The primary objective is to evaluate the effectiveness of the digital intervention on body weight reduction. The primary outcome is the proportion of participants achieving ≥5% weight loss at the end of the intervention phase compared to the control phase. This threshold, along with the ≥7% threshold, is selected based on established evidence linking these levels of weight loss to significant cardiovascular and metabolic health benefits in the SMI population [28-31]. Based on recent trials of tailored digital interventions in similar populations, which reported ≥5% success rates ranging from 15% to 36.6% [32], we anticipate that the intervention will achieve a success rate of at least 40%, significantly higher than the expected 20% success rate in the control phase.

Secondary Objectives

Secondary objectives focus on capturing granular metabolic improvements and assessing implementation feasibility. To fully evaluate metabolic change beyond binary thresholds, we will analyze absolute changes in body weight (kg) and BMI as continuous outcomes. Additional clinical assessments include changes in fasting blood glucose, lipid profiles, and self-reported psychosocial functioning. Feasibility is evaluated through device technical success (smart scale pairing rates), participant adherence (frequency of weekly weigh-ins and dietary logs), and digital usability scores. We hypothesize that the intervention will demonstrate good feasibility, defined as ≥50% adherence to weekly weigh-ins, and that higher adherence will correlate with greater improvements in clinical and metabolic outcomes.

Exploratory Objectives

As a hypothesis-generating component, we will explore individual-level predictors of clinical success and engagement, including digital literacy, baseline psychopathology, and medication adherence. These exploratory analyses will be adjusted for multiple comparisons to minimize the risk of type I error.

Methods

Study Design

This study uses a pragmatic, open-cohort SW-CRT with a 2-month step duration. The trial spans a total observation window of 6 months across 6 clinical units at a tertiary hospital in Beijing. The SW-CRT design ensures that all participants eventually receive the intervention, fulfilling ethical requirements for this high-risk population, while the staggered rollout allows the implementation team to maintain high fidelity by providing intensive technical training for 1 wave at a time.

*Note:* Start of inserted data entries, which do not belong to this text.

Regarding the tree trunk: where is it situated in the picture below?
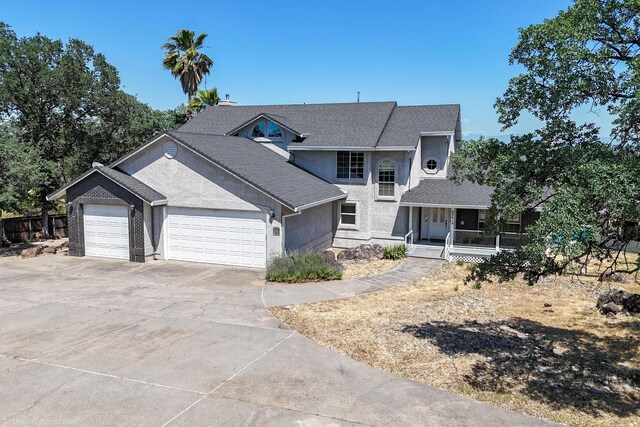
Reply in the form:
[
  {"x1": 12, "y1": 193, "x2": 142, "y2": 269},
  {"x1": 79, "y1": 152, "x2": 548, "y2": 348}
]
[{"x1": 40, "y1": 208, "x2": 49, "y2": 239}]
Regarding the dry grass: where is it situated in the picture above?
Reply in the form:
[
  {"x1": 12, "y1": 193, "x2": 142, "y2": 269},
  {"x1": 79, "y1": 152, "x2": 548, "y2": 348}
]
[
  {"x1": 273, "y1": 256, "x2": 640, "y2": 426},
  {"x1": 340, "y1": 259, "x2": 402, "y2": 280}
]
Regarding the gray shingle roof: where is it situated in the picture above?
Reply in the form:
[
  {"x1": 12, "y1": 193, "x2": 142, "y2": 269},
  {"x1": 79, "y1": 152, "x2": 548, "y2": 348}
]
[
  {"x1": 378, "y1": 104, "x2": 460, "y2": 147},
  {"x1": 168, "y1": 130, "x2": 346, "y2": 209},
  {"x1": 400, "y1": 179, "x2": 494, "y2": 207},
  {"x1": 178, "y1": 102, "x2": 396, "y2": 148},
  {"x1": 97, "y1": 166, "x2": 167, "y2": 203},
  {"x1": 47, "y1": 166, "x2": 167, "y2": 203}
]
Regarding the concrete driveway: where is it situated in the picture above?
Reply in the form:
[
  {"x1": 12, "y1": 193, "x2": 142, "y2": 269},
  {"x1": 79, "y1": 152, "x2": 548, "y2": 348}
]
[{"x1": 0, "y1": 255, "x2": 552, "y2": 426}]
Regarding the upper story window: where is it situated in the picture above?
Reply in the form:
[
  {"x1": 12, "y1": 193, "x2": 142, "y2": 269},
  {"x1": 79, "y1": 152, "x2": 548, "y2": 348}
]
[
  {"x1": 478, "y1": 209, "x2": 487, "y2": 230},
  {"x1": 378, "y1": 159, "x2": 396, "y2": 197},
  {"x1": 504, "y1": 214, "x2": 521, "y2": 233},
  {"x1": 337, "y1": 151, "x2": 364, "y2": 179},
  {"x1": 423, "y1": 157, "x2": 440, "y2": 173},
  {"x1": 251, "y1": 120, "x2": 282, "y2": 139}
]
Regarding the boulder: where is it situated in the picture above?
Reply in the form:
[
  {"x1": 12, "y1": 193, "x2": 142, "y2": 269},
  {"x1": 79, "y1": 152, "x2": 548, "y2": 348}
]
[
  {"x1": 624, "y1": 294, "x2": 640, "y2": 313},
  {"x1": 56, "y1": 240, "x2": 69, "y2": 250},
  {"x1": 600, "y1": 302, "x2": 624, "y2": 314},
  {"x1": 322, "y1": 249, "x2": 337, "y2": 261},
  {"x1": 338, "y1": 245, "x2": 384, "y2": 261},
  {"x1": 20, "y1": 246, "x2": 43, "y2": 258}
]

The trial addresses the dynamic turnover of psychiatric hospitalizations (average stay 4‐6 wk) by defining each cluster as a clinical unit rather than a fixed physical location. The research team comprises trained research assistants, certified nutritionists, and sports physicians. Participants are typically enrolled during their stable recovery phase in the ward; however, the intervention is designed to be portable. Following discharge, the intervention continues remotely, with the same clinical team providing longitudinal oversight via digital clinician dashboards. This approach enables the evaluation of the intervention across the transition from inpatient care to community-based recovery.

The 6 units were randomized into 2 waves (3 units per wave) using a matched-pair constrained randomization approach. To ensure baseline balance, units were paired based on clinical setting and demographics. Allocation was managed by an independent biostatistician via REDCap (Research Electronic Data Capture; Vanderbilt University) and remained concealed from the recruitment staff and participants.

The study timeline is structured into three distinct phases:

1. Baseline phase (month 1): all clusters receive usual care to establish stable baseline metrics.
2. Transition phase (2 weeks): a staggered 2-week period for device distribution and technical training, occurring at month 1 for wave 1 and month 3 for wave 2.
3. Intervention phase: active digital monitoring lasting 5 months for wave 1 (months 2-6) and 3 months for wave 2 (months 4-6).

This open-cohort approach accounts for the dynamic turnover of psychiatric hospitalizations, allowing for individual enrollment while maintaining randomization at the cluster level (Figure 2).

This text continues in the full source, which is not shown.